Cada cosa que tomo -o dejo de tomar- es una elección ética por la que me comprometo conmigo y con mi prójimo. Las elecciones específicamente filosóficas son también, y de un modo especial por sus posibilidades de fecundidad o esterilidad, elecciones éticas. Para elaborar una filosofía latinoamericana no alcanza con que divaguemos en este territorio. A una filosofía sin auténtica vocación de sabiduría, sin el interés de transfigurarse encarnada no le veo mayor valor que el de cualquier otra ingeniosa gimnasia.

Que la filosofía sobreviva será el síntoma de que aún estamos vivos. Pero la sobrevivencia de la filosofía, antes y más que de la adopción de una mera pose intelectual exige la prudencia de una postura ética vital sin escamoteos.

Si los griegos -o quienes se prefiera tomar por caso- han producido una elevada filosofía, un pensamiento ejemplar, no ha sido mérito solitario de sus filósofos "profesional" sino fundamentalmente del carácter de sus pueblos, sabios, cultores con su práctica vital de valores asimilados connatural y previamente por quienes los intelectualizaran pasando a la posteridad en calidad de celebrados maestros.

En vez de inquietarnos en la búsqueda del ser de una filosofía latinoamericana debemos ocuparnos de que se filosofe, es decir, estimular y garantizar las condiciones para una reflexión seria. La filosofía latinoamericana existirá mientras los latinoamericanos de filosofar nos ocupemos, y esto debe pre-ocuparnos: la amenaza de que entre nosotros la filosofía muera por inanición, por enrarecimiento del clima necesario para su nutrición y regeneración en nuestro sustrato vital.
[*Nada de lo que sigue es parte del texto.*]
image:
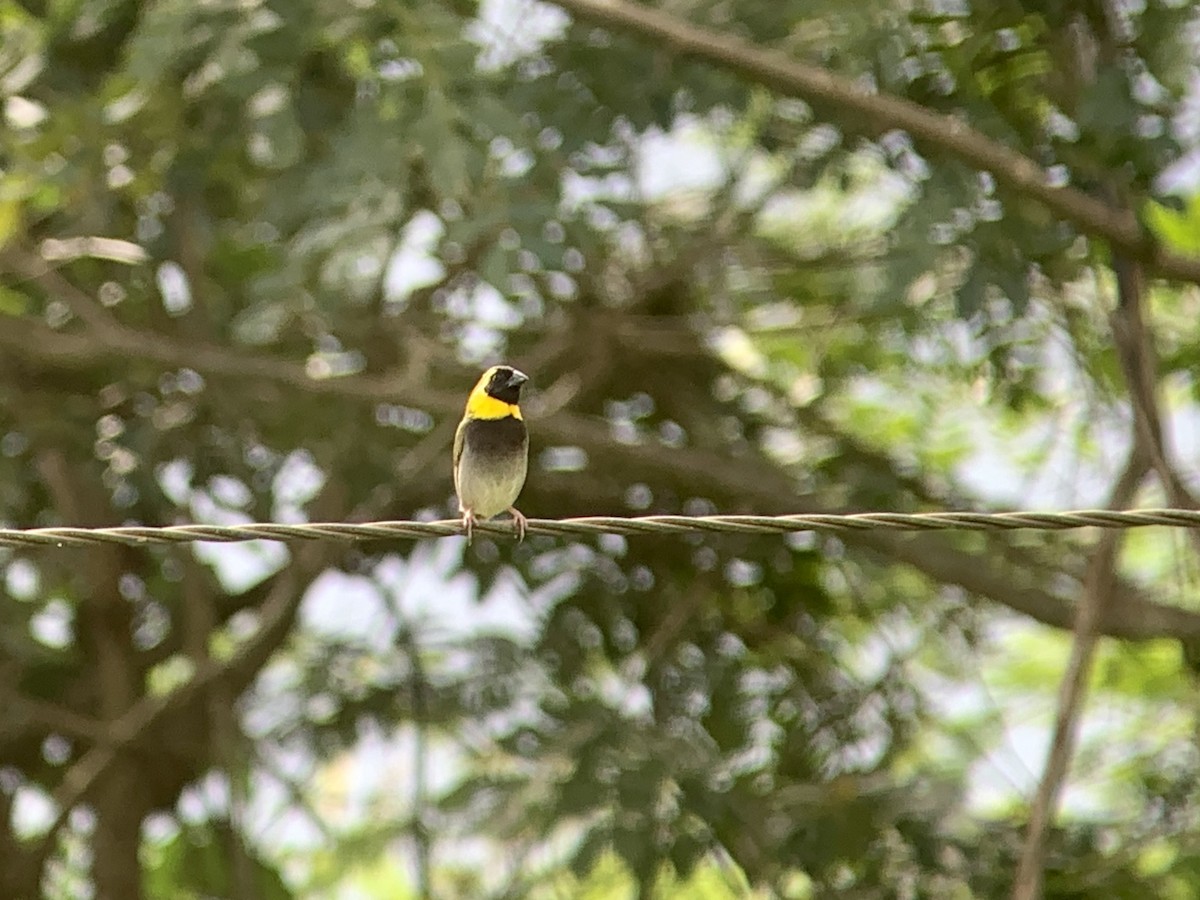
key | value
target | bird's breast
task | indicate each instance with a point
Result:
(492, 468)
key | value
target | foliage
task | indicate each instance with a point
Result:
(253, 255)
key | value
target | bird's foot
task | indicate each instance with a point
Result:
(520, 521)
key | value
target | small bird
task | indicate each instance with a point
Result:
(491, 449)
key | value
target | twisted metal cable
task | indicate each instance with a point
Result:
(348, 532)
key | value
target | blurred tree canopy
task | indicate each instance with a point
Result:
(759, 257)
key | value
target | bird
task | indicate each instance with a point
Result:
(491, 449)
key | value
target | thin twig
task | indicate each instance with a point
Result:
(945, 133)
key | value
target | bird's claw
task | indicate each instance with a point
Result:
(520, 521)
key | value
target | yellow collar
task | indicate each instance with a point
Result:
(481, 405)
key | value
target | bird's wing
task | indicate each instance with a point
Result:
(457, 450)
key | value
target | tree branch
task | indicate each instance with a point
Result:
(757, 486)
(934, 131)
(1099, 587)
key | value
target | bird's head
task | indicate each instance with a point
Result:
(497, 394)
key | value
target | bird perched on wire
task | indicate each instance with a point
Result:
(491, 449)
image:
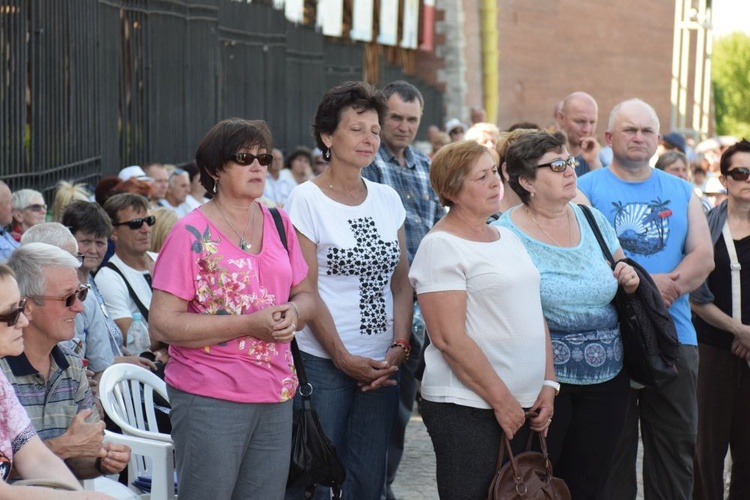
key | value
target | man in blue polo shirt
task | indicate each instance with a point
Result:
(660, 224)
(407, 170)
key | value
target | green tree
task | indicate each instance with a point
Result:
(731, 80)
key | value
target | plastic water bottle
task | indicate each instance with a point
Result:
(138, 340)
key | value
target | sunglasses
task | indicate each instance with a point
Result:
(12, 317)
(245, 159)
(739, 173)
(560, 165)
(136, 224)
(36, 207)
(69, 300)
Filosofar, problematizar, conocer con vistas a promover formas de vida más inteligentes y libres es labor que debemos re~ de modo urgente en América Latina, es impostergable tarea que manda el día. la búsqueda de principios morales superadores a los establecidos por la costumbre siempre ha constituido el principal impulso al verdadero progreso de una sociedad.

Como más o menos dijera ayer -si bien con otra intención- Marcelo Dascal en la sesión plenaria, la devastación de nuestras selvas "no es más que un detalle", miserable indicio de un arrasamiento feroz como jamás se vio. Nada es lo que era. Cuando el alma deserta, aunque parezcamos sobrevivientes habremos sido ganados por el vacío y el frío. "El desierto crece. Desdichado quien siembra desiertos." No estamos vendiendo el alma al diablo, se la regalamos...

Es imperioso continuar filosofándo a través de la brecha abierta por nuestros mayores y con su espíritu, con la entrega necesaria para que nuestras preocupaciones éticas se materialicen en indeclinable firmeza política. Nuestra actitud filosófica debe cuajar en actos. Nuestros actos deben convocar a la aventura filosófica. Necesitamos una filosofía de verdad, una filosofía viva que, no lo olvidemos, es la búsqueda de vivir sabiamente.

Rechazar lo que no queremos es buen inicio para una definición. No basta con individualizar al enemigo, es menester combatirlo sin tregua, y la mejor forma de comenzar a matarlo es con la paciente indiferencia. Debemos resistir, tomar distancia y repudiar lo que estorba, somete y posterga nuestra primigenio promesa de ser. Cerremos los postigos al espejismo postrante de esa maléfica ventana fosforescente, que una existencia auténtica nos demanda, por única vez en directo ¡y en vivo!

Para concluir, una anécdota con moraleja (por la que pido disculpas). Chicos y grandes tomados de la mano y boquiabiertos lo esperábamos del ciclo. El 12 de octubre, como largamente nos lo habían prometido los augures, llegó Batman a México -"y simultáneo?. Su negra figura sobrevuela nuestra América y, propiamente, no nos asombra, nos ensombrece.

Dicen que es el hombre murciélago, para mí que es otro vampiro que viene a chuparnos el seso.